Religion
- Affiliation: Hinduism
- Deity: Murugan

Location
- Location: Penang Hill, Penang, Malaysia

= Sri Aruloli Thirumurugan temple =

Sri Aruloli Thirumurugan Temple is a Hindu temple located on Penang Hill in Penang, Malaysia. It is dedicated to the Hindu deity Murugan.

== History ==
The temple originated in the 19th century, when South Indian labourers, sepoys, and sedan-chair carriers working on Penang Hill established a place of worship on Gun Hill (historically known as Flagstaff Hill or Bel Retiro). Local historical literature and oral tradition describe the discovery of a Vel (divine spear) during the clearing of the site, after which it became the focal point of worship.
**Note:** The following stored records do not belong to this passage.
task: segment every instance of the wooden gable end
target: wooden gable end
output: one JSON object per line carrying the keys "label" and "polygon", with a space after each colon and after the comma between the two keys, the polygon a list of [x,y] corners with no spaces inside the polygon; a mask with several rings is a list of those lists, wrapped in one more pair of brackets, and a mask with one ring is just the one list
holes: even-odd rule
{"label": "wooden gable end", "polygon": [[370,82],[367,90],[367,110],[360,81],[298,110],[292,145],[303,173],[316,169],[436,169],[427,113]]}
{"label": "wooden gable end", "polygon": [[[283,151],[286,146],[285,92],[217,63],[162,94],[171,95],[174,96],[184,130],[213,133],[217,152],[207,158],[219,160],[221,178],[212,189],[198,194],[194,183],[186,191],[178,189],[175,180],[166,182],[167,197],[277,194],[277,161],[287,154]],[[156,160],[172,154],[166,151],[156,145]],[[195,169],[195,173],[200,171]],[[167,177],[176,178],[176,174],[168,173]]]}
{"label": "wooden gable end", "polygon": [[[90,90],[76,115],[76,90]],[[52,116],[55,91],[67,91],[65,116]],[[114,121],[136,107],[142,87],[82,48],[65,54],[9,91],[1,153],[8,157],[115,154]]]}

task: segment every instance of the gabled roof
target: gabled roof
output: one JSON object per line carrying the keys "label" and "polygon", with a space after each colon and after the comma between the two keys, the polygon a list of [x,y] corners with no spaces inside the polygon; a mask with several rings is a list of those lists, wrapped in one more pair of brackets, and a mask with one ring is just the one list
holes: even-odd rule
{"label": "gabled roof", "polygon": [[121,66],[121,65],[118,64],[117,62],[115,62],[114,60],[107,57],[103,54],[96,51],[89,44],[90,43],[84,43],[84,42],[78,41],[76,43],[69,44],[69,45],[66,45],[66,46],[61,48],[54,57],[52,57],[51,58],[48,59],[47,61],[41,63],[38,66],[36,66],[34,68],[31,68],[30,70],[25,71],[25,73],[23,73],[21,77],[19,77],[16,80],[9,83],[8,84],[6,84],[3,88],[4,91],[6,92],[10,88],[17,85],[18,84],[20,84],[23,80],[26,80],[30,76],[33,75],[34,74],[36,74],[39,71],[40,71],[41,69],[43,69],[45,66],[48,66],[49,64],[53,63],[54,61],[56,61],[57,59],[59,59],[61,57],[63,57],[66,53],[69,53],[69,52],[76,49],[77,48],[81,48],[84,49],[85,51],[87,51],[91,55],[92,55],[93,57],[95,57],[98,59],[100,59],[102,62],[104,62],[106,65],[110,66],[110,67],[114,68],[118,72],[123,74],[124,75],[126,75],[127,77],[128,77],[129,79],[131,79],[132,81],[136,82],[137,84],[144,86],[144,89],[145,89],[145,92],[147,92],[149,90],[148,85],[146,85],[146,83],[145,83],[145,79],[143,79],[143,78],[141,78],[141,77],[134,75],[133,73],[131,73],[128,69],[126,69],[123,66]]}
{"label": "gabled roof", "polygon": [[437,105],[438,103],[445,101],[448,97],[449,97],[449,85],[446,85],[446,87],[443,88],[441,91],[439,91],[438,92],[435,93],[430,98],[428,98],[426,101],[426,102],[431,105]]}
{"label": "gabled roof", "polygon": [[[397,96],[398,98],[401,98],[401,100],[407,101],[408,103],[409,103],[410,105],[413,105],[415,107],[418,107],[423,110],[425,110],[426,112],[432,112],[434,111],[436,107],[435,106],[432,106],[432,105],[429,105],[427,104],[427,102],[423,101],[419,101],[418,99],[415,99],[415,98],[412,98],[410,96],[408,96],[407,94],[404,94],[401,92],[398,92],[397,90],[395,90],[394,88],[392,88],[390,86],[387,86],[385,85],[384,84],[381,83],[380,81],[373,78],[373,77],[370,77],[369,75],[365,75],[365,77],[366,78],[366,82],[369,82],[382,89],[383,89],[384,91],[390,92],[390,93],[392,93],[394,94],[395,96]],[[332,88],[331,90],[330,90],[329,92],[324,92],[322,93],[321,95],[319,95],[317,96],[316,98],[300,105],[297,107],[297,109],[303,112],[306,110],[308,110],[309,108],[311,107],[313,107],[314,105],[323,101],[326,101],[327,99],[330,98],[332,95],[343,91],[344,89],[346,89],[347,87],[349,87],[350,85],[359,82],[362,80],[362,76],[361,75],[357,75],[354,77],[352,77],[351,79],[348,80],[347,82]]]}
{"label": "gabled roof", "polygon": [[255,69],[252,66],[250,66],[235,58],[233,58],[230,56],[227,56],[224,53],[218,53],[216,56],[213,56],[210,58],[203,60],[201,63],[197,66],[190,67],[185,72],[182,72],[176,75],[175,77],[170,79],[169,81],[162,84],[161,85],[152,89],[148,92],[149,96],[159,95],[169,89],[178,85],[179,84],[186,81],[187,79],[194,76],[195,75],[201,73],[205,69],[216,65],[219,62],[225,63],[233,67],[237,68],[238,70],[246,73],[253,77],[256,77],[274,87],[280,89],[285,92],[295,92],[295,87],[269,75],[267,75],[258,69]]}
In 1956, a small shrine was built to house the icon. Following the allocation of state land, a building committee was formed to construct a permanent temple, which underwent its first Kumbhabhishekam (consecration ceremony) in 1971.

=== 1999–2002 reconstruction ===
By the late 1990s, the aging temple required significant structural upgrades. In 1999, the management committee decided to demolish the older temple building to make way for a completely new, larger structure. The project involved bringing skilled sculptors (sthapathis) from India to design and carve the intricate traditional Dravidian architecture and deity figures. Construction began in April 2000 and concluded with a Maha Kumbhabhishekam (consecration ceremony) on 22 May 2002.

=== 2016–2019 restoration ===
Between 2016 and 2019, the temple underwent a three-year restoration project that included waterproofing, structural repairs, and repainting. The project concluded with a consecration ceremony on 14 June 2019. During the November 2017 Penang flash floods, temple icons were temporarily relocated to safety, while the temple building was not damaged.

== Religious and community activities ==
The temple hosts religious ceremonies and annual Hindu festivals, including Tamil New Year.

Newspaper reports published during the 1980s and 1990s describe community programmes organised by the temple's education and welfare committee, including events for children with special needs and educational assistance for underprivileged students.